🤖 AI Summary
Existing self-supervised rPPG methods are highly susceptible to strong periodic confounders such as motion and illumination, leading to spurious correlations and poor generalization. This work proposes the Physiological Causal Probe (PCP) paradigm, which treats rPPG as a latent physical source and shifts from passive correlation learning to active causal validation. PCP achieves this by performing controllable interventions in the low-frequency chrominance domain of videos and incorporating two key mechanisms: falsifiable nullification and axiomatic equivariance. To ensure physically plausible interventions, PCP leverages a PhysMambaFormer-based hypothesis generator coupled with a physiological signal editor. Experiments demonstrate that PCP substantially improves both in-domain and cross-domain performance on challenging datasets such as VIPL-HR and MMPD—surpassing even supervised baselines—and exhibits remarkable robustness against motion and illumination artifacts.
📝 Abstract
Remote Photoplethysmography (rPPG) enables convenient non-contact physiological measurement. Existing Self-Supervised Learning (SSL) methods commonly fall into a correlation trap: they tend to learn the most dominant periodic signals in the data, such as high-energy motion or illumination noise, rather than the faint, true rPPG signal, leading to poor model generalization. To address this, we propose a new SSL paradigm, Physiological Causal Probing (PCP), which treats the latent rPPG signal as the underlying physical source and the resulting pixel chrominance variations as its visual manifestation. Its core idea is to shift from passive correlation learning to active, precise intervention: it intervenes on the video based on a proposed rPPG hypothesis, and verifies whether the post-intervention changes match physical expectations. We propose the Interv-rPPG framework to implement PCP: an rPPG extractor named PhysMambaFormer hypothesizes the rPPG signal, while a Controllable Physiological Signal Editor conducts precise chrominance-domain interventions on videos based on this hypothesis.
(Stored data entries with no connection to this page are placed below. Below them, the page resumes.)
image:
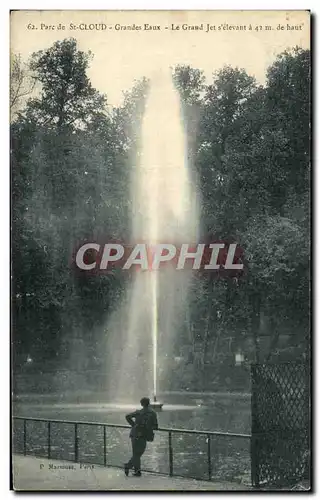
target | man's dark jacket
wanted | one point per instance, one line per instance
(143, 423)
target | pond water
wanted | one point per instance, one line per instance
(230, 456)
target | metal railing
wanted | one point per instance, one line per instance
(209, 435)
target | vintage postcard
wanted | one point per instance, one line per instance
(160, 166)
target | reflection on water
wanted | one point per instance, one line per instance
(230, 456)
(213, 413)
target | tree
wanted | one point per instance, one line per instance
(67, 98)
(22, 83)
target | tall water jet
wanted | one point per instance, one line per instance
(164, 210)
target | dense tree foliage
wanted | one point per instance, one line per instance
(71, 160)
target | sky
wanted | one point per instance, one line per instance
(122, 55)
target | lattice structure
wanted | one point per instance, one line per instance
(280, 451)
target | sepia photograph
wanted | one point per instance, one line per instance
(160, 250)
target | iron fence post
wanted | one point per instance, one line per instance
(76, 444)
(49, 439)
(104, 446)
(254, 461)
(24, 437)
(170, 455)
(209, 456)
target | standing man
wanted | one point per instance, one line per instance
(143, 422)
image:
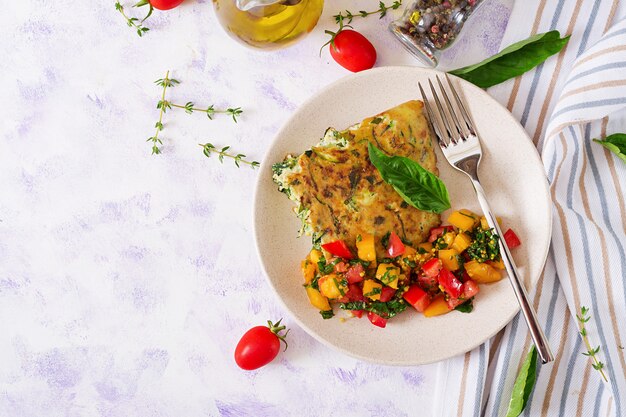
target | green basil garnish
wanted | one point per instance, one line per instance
(420, 188)
(615, 143)
(524, 384)
(513, 60)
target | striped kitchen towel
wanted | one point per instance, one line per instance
(576, 96)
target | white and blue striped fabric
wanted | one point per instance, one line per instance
(575, 96)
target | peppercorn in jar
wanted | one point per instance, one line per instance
(429, 26)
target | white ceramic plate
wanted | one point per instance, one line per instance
(511, 173)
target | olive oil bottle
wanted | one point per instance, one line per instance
(268, 24)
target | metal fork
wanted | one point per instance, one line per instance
(460, 144)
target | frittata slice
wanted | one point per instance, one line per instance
(340, 194)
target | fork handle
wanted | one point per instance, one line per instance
(536, 333)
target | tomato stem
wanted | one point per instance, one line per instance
(276, 328)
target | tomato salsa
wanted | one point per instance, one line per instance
(434, 277)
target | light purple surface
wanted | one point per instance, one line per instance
(126, 279)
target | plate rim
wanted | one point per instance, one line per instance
(265, 161)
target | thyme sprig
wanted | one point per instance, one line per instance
(209, 148)
(591, 352)
(164, 105)
(133, 21)
(210, 111)
(347, 15)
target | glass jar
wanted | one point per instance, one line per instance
(268, 24)
(427, 27)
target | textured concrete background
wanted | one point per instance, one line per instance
(126, 279)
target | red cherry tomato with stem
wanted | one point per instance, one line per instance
(260, 345)
(352, 50)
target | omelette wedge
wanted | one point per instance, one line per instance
(339, 194)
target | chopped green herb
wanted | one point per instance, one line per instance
(484, 246)
(328, 314)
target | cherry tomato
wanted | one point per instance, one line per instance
(165, 4)
(511, 239)
(353, 51)
(396, 247)
(338, 248)
(417, 297)
(376, 320)
(259, 345)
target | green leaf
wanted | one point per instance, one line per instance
(417, 186)
(513, 60)
(615, 143)
(524, 384)
(466, 307)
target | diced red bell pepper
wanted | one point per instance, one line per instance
(356, 273)
(396, 247)
(376, 320)
(417, 297)
(432, 267)
(450, 283)
(511, 239)
(386, 294)
(338, 248)
(437, 232)
(470, 289)
(357, 313)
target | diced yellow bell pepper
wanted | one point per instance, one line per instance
(461, 242)
(372, 289)
(365, 248)
(315, 256)
(463, 219)
(449, 259)
(497, 264)
(330, 286)
(388, 273)
(308, 270)
(482, 273)
(437, 307)
(317, 299)
(449, 237)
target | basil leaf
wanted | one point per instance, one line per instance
(513, 60)
(417, 186)
(615, 143)
(524, 384)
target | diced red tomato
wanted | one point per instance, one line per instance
(437, 232)
(357, 313)
(386, 294)
(355, 274)
(450, 283)
(396, 247)
(340, 267)
(511, 239)
(470, 289)
(338, 248)
(454, 302)
(376, 320)
(428, 283)
(432, 267)
(355, 293)
(417, 297)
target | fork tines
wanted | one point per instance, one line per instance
(449, 127)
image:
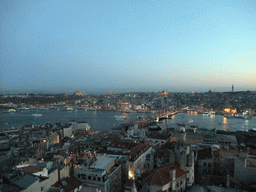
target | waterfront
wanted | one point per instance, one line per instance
(98, 120)
(214, 121)
(105, 120)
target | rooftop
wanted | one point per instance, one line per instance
(102, 162)
(161, 176)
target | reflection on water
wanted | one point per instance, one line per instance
(225, 124)
(212, 121)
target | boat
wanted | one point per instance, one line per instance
(190, 121)
(10, 111)
(37, 115)
(68, 109)
(120, 117)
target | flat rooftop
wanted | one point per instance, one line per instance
(103, 161)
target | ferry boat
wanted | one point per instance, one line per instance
(68, 109)
(37, 115)
(120, 117)
(10, 111)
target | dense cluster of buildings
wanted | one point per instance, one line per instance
(139, 157)
(149, 158)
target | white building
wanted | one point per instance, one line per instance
(103, 173)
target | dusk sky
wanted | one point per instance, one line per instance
(127, 45)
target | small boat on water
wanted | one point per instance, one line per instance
(120, 117)
(68, 109)
(37, 115)
(10, 111)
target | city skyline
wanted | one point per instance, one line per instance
(181, 46)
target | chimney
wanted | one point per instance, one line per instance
(228, 180)
(172, 172)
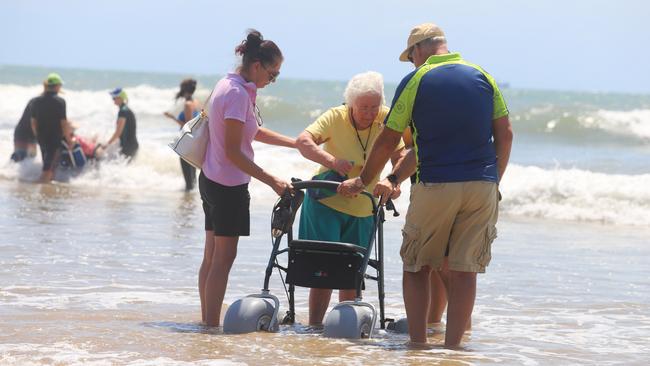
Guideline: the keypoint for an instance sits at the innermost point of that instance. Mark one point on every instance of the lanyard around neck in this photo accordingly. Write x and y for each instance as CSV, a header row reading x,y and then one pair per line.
x,y
363,147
Interv-rPPG validates the physical realism of the hypothesis through `Falsifiability via Nulling' and `Axiomatic Equivariance'. Our editor achieves precise editing of the rPPG signal by intervening in the low-frequency chrominance components of the video. Our method improves both in-domain and cross-domain performance on challenging datasets such as VIPL-HR and MMPD. Furthermore, it surpasses the supervised baseline in complex cross-dataset settings, while remaining competitive on clean datasets where the intervention mechanism may introduce slight residual chrominance noise. Extensive experiments, including diagnostic analysis of nuisance sensitivity, demonstrate that the PCP paradigm effectively resists motion and illumination artifacts.